On Aug. 29, as the need for its mission has reached new heights, the period-instrument ensemble — comprised of Smith, violinist Joanna Becker, cellist Fran Koiner and several guest artists — will launch “Hope for the Future,” a virtual season of monthly events exploring various characteristics of a contented life. Each hourlong concert will include previously recorded material, intimate quarantine solos and socially distanced performances curated around a particular word that is associated with a sense of inner peace and designated in the program title.
The first episode, for instance, will put a spotlight on the vital concept of hope — a suitable theme for the series premiere, as it is also the English translation of the ensemble’s Italian name. Featuring a collection of arias and works by Johann Sebastian Bach, the evening will examine different facets of this state of optimistic expectation through the artistic lens of the German composer.
“The music that Bach has written, it’s all encompassing,” said Smith. “I believe that there’s something for everyone in all the pieces that we play, but especially with Bach, he encompasses the human experience so well — the reverence, the joy, the sorrow. Everything is kind of put together in the idea of hope.”
Some of the other programs in the series will illustrate gratitude with music by Ferdinand Ries, motivation with early works by Ludwig van Beethoven and laughter with pieces containing musical jokes by Wolfgang Amadeus Mozart and Franz Joseph Haydn. The latter two composers will be featured again in May, as the season finale highlights each of their celebrated string quartets in D major, a key typically reserved for depicting joyous victory, Smith explained.
Music, as a universal language, has the capability to unite people from all walks of life, and under normal circumstances, la speranza plays for a diverse audience in a few live concerts each year.
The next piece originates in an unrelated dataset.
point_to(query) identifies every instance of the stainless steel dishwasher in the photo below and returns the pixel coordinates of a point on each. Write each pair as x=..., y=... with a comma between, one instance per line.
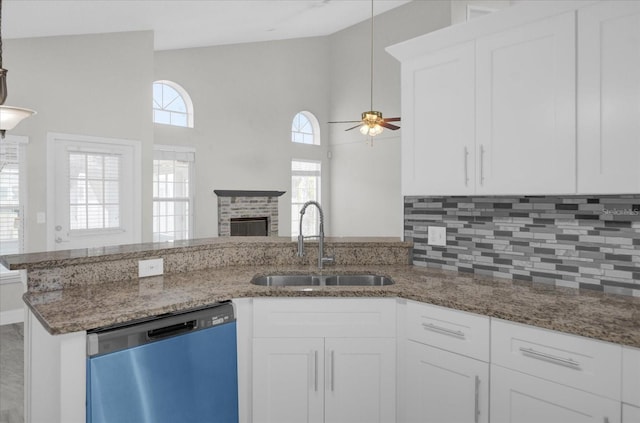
x=175, y=368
The main trio also presents monthly performances in the waiting areas of Memorial Hermann Memorial City Medical Center as part of its Sonorous Sojourns program, which Smith established two years ago and hopes to expand to other area hospitals.
In this new virtual venture, the ensemble is dedicated to maintaining possibilities for connection by sharing relevant articles, resources and tidbits from professionals in the local health and music community on its socialmedia channels and encouraging meaningful interactions with engaging posts leading up to each concert.
“Music in this isolating, divisive time, it’s the thing that unites us, and what’s great about it is you don’t really have to understand everything about it to be moved by it,” Smith said.